# Milwaukee 12v line up



## HARRY304E (Sep 15, 2010)

nhanson said:


> Just bought a combo kit. 3/8" in. HAMMER drill (must be new...never seen it around), impact driver, and FREE multi tool.
> 
> Only got to use the impact so far. Sunk a 3.5 in. screw into 3 2x4s with EASE.
> 
> cant wait to put them to good use:thumbup:


Good choice Milwaukee is making some dam good tools these days..:thumbup:


----------



## mikeh32 (Feb 16, 2009)

I love my m12 driver...

it fits in the back of my pocket and works great. 

Though i only got it for face plates, and speakers, i use it for everything else


----------



## zwodubber (Feb 24, 2011)

mikeh32 said:


> I love my m12 driver...
> 
> it fits in the back of my pocket and works great.
> 
> Though i only got it for face plates, and speakers, i use it for everything else



I use the impact almost daily, the drill I have used a few times when I was in close quarters. Love the impact.


----------



## BigJohn20 (Mar 23, 2009)

I picked up the same kit from Home Depot the other day. Got it for $183.56 + tax (pricematched to Amazon). Used it on a TV install this weekend and it made an easy job even easier.


----------



## nhanson (Apr 17, 2010)

i paid $200 for mine BUT the multi tool was free with it ($100 tool)


----------



## HARRY304E (Sep 15, 2010)

nhanson said:


> i paid $200 for mine BUT the multi tool was free with it ($100 tool)

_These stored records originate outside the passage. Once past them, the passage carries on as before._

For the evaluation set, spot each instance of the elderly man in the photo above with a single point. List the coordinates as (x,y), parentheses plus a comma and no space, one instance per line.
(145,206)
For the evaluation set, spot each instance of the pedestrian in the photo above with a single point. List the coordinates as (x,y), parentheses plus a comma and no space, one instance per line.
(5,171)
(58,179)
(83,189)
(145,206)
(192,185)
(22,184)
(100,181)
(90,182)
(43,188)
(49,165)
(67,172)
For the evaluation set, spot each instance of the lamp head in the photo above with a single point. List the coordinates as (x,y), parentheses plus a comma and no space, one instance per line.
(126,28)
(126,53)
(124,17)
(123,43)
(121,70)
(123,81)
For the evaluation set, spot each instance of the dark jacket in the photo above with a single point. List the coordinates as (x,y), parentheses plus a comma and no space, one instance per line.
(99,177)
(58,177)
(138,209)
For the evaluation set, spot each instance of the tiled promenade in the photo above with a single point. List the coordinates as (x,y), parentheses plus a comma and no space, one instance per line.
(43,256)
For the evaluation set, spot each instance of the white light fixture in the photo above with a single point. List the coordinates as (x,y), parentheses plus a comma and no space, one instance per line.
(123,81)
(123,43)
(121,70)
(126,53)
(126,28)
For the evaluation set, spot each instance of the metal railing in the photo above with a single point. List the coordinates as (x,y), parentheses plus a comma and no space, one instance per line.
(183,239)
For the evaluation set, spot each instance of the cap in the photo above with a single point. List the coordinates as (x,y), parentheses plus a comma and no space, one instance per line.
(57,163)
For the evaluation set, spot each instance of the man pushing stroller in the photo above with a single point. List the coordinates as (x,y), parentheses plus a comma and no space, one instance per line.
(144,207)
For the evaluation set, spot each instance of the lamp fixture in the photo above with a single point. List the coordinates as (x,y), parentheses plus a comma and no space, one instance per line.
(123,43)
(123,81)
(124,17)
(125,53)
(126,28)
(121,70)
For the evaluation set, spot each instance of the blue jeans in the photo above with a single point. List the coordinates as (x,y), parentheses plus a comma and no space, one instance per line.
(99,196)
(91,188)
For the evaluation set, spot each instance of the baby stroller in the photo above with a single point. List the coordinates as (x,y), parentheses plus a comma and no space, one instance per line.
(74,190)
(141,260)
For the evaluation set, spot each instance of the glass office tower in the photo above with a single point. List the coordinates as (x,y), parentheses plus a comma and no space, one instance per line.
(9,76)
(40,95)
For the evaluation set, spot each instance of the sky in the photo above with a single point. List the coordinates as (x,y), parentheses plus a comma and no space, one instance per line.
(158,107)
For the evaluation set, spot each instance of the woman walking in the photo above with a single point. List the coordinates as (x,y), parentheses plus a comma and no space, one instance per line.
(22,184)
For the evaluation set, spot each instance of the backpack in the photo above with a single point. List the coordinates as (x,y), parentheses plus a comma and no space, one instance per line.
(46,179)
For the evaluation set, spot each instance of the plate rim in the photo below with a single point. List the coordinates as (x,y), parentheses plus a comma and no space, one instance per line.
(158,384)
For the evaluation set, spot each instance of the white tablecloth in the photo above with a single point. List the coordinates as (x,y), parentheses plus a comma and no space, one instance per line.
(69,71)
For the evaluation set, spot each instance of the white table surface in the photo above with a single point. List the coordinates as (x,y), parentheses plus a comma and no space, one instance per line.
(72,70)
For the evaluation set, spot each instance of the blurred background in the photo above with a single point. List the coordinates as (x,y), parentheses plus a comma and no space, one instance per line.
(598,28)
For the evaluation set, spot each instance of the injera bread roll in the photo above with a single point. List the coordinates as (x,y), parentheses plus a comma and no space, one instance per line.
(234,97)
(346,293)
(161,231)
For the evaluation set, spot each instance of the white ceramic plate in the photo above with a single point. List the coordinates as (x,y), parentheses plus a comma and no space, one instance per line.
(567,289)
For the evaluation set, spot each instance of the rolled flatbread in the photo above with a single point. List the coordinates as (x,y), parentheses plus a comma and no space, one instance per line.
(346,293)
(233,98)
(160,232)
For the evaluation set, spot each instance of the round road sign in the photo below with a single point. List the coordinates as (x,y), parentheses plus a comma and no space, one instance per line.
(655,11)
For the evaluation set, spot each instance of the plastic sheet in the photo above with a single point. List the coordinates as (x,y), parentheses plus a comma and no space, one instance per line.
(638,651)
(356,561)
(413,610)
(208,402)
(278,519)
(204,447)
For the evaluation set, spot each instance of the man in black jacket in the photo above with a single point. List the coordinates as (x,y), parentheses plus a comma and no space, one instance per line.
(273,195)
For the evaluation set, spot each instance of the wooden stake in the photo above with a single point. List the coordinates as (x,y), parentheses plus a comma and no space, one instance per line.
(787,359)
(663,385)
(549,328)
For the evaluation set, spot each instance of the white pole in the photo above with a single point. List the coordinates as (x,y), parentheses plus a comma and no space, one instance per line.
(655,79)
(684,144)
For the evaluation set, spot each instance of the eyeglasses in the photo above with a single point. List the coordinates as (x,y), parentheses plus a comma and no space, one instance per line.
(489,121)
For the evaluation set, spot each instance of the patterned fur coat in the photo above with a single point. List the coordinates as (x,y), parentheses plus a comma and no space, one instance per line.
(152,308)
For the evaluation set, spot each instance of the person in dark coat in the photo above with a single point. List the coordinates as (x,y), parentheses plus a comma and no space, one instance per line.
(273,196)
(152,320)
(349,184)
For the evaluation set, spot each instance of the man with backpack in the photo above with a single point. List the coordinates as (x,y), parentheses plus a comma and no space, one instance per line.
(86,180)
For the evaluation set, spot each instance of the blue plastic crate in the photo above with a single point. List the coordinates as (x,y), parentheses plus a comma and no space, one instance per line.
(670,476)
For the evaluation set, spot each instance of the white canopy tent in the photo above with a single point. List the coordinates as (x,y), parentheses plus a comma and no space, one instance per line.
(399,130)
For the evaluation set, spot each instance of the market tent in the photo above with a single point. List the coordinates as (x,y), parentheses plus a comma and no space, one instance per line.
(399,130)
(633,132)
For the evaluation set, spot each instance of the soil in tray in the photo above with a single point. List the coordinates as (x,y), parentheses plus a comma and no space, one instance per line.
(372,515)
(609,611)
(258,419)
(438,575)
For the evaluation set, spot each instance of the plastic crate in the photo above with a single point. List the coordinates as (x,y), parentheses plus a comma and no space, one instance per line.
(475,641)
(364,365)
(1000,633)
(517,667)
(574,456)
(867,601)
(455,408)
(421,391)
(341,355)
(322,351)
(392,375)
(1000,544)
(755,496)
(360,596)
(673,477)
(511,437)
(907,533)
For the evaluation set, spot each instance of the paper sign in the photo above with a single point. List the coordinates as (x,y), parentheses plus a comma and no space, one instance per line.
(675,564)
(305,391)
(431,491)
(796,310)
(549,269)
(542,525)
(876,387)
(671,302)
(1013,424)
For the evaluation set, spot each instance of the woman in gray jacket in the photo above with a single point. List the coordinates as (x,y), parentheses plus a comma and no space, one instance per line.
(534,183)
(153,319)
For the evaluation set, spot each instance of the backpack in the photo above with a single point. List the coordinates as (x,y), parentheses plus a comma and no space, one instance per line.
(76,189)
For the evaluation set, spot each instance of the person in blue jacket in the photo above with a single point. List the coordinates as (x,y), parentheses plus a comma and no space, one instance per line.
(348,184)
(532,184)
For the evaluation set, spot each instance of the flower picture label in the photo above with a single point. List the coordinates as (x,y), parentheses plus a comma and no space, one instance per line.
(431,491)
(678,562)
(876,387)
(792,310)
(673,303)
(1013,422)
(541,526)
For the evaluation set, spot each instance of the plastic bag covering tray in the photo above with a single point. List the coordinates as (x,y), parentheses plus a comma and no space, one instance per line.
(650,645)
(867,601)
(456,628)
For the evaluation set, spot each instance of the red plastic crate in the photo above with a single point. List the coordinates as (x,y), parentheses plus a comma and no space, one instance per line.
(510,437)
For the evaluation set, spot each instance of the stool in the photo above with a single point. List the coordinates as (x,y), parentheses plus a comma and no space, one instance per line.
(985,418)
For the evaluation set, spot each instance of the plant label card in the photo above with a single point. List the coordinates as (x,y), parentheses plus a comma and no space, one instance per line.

That multy tool works great cutting in old work boxes on plaster lath walls.:thumbsup:


----------



## pwregan (Apr 13, 2011)

*m12 tools*

thinking about getting in on this tool line, i have the m18's and love them.
Another reason to buy in is the milwaukee m12 heated jacket- no one else has a heated jacket in their tool line and my work truck does not have heated seats


----------



## jza (Oct 31, 2009)

I love my M12 drill.


----------



## MechanicalDVR (Dec 29, 2007)

nhanson said:


> Just bought a combo kit. 3/8" in. HAMMER drill (must be new...never seen it around), impact driver, and FREE multi tool.
> 
> Only got to use the impact so far. Sunk a 3.5 in. screw into 3 2x4s with EASE.
> 
> cant wait to put them to good use:thumbup:


 
How about a model number for the kit, I have looked on homedepot.com and amazon and don't see a kit like that anywhere.


----------



## The Motts (Sep 23, 2009)

MechanicalDVR said:


> How about a model number for the kit, I have looked on homedepot.com and amazon and don't see a kit like that anywhere.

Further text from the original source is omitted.